It’s official: The worst-run city for the second year in a row is none other than San Francisco. The city by the bay, long an inspiration for crooners and poets, has become a place where the heart may have been left, but the rest of the body is fleeing to places less littered with feces, public drug use and abuse, and – dare we say it – a more affordable environment.
According to a WalletHub study, San Francisco is a hot mess. WalletHub relied on Moody’s city credit ratings, housing prices, crime, unemployment, poverty, homelessness, traffic congestion, and life expectancy.
San Francisco: Where’d They Go?
It’s no state secret that refugees from the Golden State have thrown up their collective hands and headed east. Idaho is close – and a paradise for those fleeing overregulation, sky-high taxes in a nation riddled with inflation, stagnant wages, and unaffordable cheeseburgers. Coincidently, Idaho is also home to WalletHub’s highest rated city, Nampa. The top spot boasts an average property tax of between 1.2%-1.9%, a corporate income tax of 6%, a sales and use tax of 6%, and no service taxes.

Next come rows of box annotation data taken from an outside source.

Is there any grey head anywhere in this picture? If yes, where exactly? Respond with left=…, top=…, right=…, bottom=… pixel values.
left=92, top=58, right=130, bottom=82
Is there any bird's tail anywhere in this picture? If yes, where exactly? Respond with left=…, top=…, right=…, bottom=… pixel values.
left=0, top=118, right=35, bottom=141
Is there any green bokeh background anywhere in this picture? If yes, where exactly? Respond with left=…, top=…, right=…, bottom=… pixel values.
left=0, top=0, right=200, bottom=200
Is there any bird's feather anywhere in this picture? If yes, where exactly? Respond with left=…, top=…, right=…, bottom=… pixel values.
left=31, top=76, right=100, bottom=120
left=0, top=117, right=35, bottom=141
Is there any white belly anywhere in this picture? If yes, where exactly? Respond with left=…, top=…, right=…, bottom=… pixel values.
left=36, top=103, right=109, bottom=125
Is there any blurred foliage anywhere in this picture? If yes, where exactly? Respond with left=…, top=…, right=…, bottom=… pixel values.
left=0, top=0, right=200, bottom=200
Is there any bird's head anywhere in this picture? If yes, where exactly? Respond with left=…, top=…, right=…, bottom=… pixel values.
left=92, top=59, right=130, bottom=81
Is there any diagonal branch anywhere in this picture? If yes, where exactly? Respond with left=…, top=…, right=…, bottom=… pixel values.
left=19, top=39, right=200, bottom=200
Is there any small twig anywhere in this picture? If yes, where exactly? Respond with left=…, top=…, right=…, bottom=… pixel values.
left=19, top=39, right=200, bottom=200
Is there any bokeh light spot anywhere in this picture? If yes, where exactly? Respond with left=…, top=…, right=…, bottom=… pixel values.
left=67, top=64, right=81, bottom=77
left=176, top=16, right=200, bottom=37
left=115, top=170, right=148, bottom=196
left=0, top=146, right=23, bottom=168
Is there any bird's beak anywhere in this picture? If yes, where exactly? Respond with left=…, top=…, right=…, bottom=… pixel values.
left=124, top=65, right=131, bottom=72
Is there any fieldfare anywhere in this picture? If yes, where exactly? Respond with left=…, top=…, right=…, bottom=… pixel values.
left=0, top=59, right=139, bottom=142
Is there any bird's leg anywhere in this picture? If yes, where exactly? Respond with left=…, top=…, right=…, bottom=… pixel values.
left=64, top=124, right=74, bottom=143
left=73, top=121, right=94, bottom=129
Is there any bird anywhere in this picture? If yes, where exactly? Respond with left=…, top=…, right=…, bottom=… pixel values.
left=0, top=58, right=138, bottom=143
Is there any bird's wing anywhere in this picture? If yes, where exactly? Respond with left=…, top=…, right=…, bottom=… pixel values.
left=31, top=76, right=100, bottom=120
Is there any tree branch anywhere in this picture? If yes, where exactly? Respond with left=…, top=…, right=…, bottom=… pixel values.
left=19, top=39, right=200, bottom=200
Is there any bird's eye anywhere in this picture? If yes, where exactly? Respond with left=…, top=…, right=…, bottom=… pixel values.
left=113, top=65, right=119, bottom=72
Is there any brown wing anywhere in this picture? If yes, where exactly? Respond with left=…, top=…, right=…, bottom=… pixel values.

But San Francisco’s Mayor London Breed’s office is shocked and dismayed. A spokesperson, Parisa Safarzadeh, expressed her dismay with deflection: “WalletHub does this every year and every year, it’s misleading and inaccurate because this study compares San Francisco’s budget (City AND County) with other cities (City only budgets).”
Yet the reality is a story of the dying cultural and business hub of the Northwest. Companies like Whole Foods, Anthropologie, Old Navy, AmazonGo, Saks Off Fifth, and American Eagle are “outta there.” In fact, headlines of late and pictures of a desolate business district completely shuttered and empty tell the real story: The prime real estate mecca that was once home to outlets including Uniqlo, H&M, Rasputin Records, and Lush has disappeared in a city besieged by crime, drugs, and homelessness. That equates to a 25.1% commercial vacancy rate.
Goodbye, lucrative taxpayers’ base. Hello, Worst Run City 2.0.
WalletHub communications manager Diana Polk doubled down on the quality of the research that went into the second black eye in a row for San Francisco. “I would like to clarify that WalletHub relies on the FiSC dataset as it provides a reliable source for making accurate, apples-to-apples comparisons at city level between different municipalities. We do not alter the data provided by FiSC in any way to ensure an unbiased comparison,” Polk assured Fox News Digital.
Idaho’s a Row of Budget Brilliance
Nampa is taking a victory lap: for Mayor Debbie Kling, it’s all about how best to use the taxpayer’s dollar. The strategy is working; this is the eighth year in a row that the Boise sleeper community has taken the title of Best Run City. “It’s interesting. I don’t consider us a wealthy city, but the key is using the funds that we have wisely,” Kling told Fox Digital News. “And I would say that stewardship is a very important core value in our city. Because we are spending the taxpayers’ dollars. So, we’re always mindful of how we best utilize the tax dollars that we’ve been entrusted with.”
Nampa might be a crash course for Mayor Breed to consider as WalletHub laid out the reasons for success in easy-to-read text: low crime rates, strong economic growth, steadily growing property values, and ‘extremely low’ public debt of $564 per person. That’s a win in anybody’s playbook.
Again, it’s a distressing moment for the iconic city, lively and clanging with cable cars, teeming with the freshest dockside seafood and sourdough, and a cultural and progressive community. Mayor Breed must come to terms with the fact that her leadership is not helping the citizens of this once-great city. Why not just hold your nose and learn what that moderately conservative Nampa is doing so right?